また、デミウルゴスというのは「ものづくりための職人」という意味だというのは知らなかったな(p.109)。あと、キリスト教神学では、プロテスタントもカトリックも「無からの創造」というドグマを主張しているけど、聖書の中で唯一、無からの創造を記しているのは、カトリックは聖書として使っているけどプロテスタントは聖書から外している『第二マカバイ記』における殉教物語。これはプロテスタントも純粋そうな割には実はご都合主義であるという微笑ましい(?)話なんだけど、その『第二マカバイ記』の殉教物語は「無からの創造が死者の復活とパラレルに扱われている」という指摘もなるほどな、と。
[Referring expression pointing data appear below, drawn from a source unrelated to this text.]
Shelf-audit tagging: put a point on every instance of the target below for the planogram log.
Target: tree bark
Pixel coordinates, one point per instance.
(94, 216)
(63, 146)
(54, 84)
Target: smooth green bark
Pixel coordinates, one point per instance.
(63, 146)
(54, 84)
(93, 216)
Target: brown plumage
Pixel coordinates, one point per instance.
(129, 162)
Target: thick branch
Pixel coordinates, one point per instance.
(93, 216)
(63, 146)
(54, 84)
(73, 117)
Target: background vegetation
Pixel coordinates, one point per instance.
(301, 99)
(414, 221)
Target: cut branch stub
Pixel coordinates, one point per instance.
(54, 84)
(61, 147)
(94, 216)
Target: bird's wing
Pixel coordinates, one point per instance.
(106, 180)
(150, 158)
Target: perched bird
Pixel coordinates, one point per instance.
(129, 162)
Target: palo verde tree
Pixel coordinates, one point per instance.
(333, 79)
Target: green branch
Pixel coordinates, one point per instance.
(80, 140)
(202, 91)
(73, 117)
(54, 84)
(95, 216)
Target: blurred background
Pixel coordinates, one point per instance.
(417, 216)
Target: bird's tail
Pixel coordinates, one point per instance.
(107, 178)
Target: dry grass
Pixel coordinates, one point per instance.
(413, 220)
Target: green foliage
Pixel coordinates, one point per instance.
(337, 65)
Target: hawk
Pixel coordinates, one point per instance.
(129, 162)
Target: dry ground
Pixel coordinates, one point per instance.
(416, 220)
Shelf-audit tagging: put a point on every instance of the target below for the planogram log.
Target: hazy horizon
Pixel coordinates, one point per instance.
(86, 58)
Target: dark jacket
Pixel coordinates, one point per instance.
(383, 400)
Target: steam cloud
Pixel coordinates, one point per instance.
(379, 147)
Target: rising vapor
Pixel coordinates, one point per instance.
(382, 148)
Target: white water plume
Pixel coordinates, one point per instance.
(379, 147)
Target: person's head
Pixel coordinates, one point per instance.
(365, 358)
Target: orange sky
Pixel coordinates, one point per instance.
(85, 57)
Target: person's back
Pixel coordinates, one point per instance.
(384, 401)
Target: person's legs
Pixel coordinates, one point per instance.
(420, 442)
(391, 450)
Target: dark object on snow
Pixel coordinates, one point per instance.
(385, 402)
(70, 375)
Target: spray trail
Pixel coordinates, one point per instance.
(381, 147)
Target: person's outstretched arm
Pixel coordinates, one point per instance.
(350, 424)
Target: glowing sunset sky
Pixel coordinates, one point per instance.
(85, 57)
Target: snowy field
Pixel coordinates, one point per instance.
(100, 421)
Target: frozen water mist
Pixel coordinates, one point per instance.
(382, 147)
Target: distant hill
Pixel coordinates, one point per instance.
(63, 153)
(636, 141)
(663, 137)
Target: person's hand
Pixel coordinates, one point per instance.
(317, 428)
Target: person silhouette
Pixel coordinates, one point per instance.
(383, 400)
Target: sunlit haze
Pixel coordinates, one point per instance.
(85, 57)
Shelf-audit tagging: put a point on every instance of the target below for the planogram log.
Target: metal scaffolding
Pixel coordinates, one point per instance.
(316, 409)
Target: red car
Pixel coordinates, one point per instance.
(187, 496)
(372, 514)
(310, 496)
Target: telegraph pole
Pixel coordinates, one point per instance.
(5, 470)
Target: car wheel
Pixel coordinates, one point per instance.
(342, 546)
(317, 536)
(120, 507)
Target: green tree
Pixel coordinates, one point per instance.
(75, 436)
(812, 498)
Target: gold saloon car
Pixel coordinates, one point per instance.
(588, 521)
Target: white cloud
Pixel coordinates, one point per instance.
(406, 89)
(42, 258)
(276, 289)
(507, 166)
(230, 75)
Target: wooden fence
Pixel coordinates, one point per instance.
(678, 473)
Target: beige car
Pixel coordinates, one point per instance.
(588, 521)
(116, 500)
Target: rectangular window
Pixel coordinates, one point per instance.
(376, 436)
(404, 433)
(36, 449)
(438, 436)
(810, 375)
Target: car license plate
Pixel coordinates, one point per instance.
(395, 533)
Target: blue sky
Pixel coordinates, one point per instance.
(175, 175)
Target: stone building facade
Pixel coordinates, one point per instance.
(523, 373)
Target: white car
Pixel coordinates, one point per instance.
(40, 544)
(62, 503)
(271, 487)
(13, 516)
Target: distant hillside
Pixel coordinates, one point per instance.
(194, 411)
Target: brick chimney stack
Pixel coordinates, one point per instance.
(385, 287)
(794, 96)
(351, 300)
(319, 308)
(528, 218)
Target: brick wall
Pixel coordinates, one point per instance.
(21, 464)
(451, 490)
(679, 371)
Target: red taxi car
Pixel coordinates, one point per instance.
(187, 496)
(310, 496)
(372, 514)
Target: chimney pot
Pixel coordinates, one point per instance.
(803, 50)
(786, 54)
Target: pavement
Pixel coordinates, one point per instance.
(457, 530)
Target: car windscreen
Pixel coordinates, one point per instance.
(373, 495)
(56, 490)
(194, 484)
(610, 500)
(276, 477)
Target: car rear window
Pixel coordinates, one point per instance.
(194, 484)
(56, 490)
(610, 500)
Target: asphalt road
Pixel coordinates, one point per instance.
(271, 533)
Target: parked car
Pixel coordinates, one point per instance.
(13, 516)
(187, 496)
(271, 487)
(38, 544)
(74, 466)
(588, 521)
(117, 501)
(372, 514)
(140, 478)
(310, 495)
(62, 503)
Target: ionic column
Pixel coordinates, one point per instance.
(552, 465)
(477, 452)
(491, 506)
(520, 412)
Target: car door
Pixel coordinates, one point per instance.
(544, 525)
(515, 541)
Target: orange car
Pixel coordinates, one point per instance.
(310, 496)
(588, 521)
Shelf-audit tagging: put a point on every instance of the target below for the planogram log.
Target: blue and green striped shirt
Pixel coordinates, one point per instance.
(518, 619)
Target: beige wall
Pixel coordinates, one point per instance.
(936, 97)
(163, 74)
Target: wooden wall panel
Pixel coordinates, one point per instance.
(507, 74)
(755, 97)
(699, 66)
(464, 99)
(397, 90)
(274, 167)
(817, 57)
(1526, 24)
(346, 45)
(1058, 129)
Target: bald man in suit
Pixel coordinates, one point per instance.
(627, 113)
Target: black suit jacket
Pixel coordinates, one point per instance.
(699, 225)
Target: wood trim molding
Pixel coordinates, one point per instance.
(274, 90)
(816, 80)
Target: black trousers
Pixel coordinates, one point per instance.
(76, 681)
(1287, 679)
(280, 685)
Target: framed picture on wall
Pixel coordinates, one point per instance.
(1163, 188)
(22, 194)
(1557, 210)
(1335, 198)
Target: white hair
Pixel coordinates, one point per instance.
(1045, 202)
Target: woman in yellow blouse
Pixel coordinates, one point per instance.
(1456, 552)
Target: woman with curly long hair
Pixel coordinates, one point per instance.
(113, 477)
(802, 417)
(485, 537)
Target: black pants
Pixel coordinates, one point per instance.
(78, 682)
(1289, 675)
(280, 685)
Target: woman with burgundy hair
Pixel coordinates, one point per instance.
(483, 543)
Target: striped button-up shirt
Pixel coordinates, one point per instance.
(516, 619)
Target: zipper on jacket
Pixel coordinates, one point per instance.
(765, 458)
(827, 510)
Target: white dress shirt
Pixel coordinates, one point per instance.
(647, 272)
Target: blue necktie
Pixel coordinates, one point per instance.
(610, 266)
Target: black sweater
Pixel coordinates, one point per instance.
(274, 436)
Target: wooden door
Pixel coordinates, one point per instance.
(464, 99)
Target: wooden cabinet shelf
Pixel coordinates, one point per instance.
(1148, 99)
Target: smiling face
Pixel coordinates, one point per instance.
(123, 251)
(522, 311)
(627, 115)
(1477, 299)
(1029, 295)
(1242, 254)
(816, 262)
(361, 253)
 第四章の「マルキオン」は意外。だいたいマルキオンって有名な異端だけどグノーシスなの?というような疑問を持つ人も多いとは思うが、劣等的な専制君主としての創造神から、全く関係のない神が人間が救われるという考え方の構造はやはりグノーシスであるし、船主であったマルキオンが各地を旅する間に、グノーシスの思想から影響を受けたと考えるのが方向性として正しい、という(p.142)。つまり、筒井さんはここに至って、普遍的な方向性を持つものとしてグノーシスという考え方のパターンをとらえよう、と教えてくれているわけだ。そして、マルキオンが考えていた人間とは縁もゆかりもない「異邦の神」が一方的に人間を救ってくれるという神話は、「いやし系のメッセージ」として共感できるとしている(p.146)。こんなところなんかいいなぁ。やっぱりクリスチャンが多いだろうと思われるグノーシス研究者なんかは、ここまでは思い切ったことは書けなかったんだと思う。でも、筒井さんは軽くジャンプしてしまった、みたいな。

 ちなみに、これもご存知の方はご存知すぎる話ではあるけれど、マルキオンが自分の主催する教会でキリスト教世界で初めて「これが聖書ね」と文書をセットで指定したのにあわてて、正統派のキリスト教会があわてて文書結集していまの新約聖書を確定したというのは有名。

 第五章「グノーシスの歴史」では、グノーシス研究の国際会議による最新の定義が紹介されている。それは1)反宇宙的二元論2)人間の内部に「神的火花」「本来的自己」が存在するという確信3)人間に事故の本質を認識される救済啓示者の存在-を満たしているものをグノーシス主義と呼ぼうというもので、それはキリスト教グノーシスには限らずイランの宗教や、オルフェウス=ピタゴラス教にも見出せる、と。いや今は「むしろグノーシス主義はキリスト教から独立した宗教現象であった」ということで一致しているという(p.192)。

 とにかく得られる知識が満載の書。やっぱり今年のナンバーワンはこれかな。さらに興味のある方はこんな本もどーぞ。『グノーシス―古代末期の一宗教の本質と歴史』クルトルドルフ著、大貫隆、筒井賢治ほか訳。しかし、岩波はナグ・ハマディ文書全4巻だけじゃなくって、いろいろと貢献しているなぁ。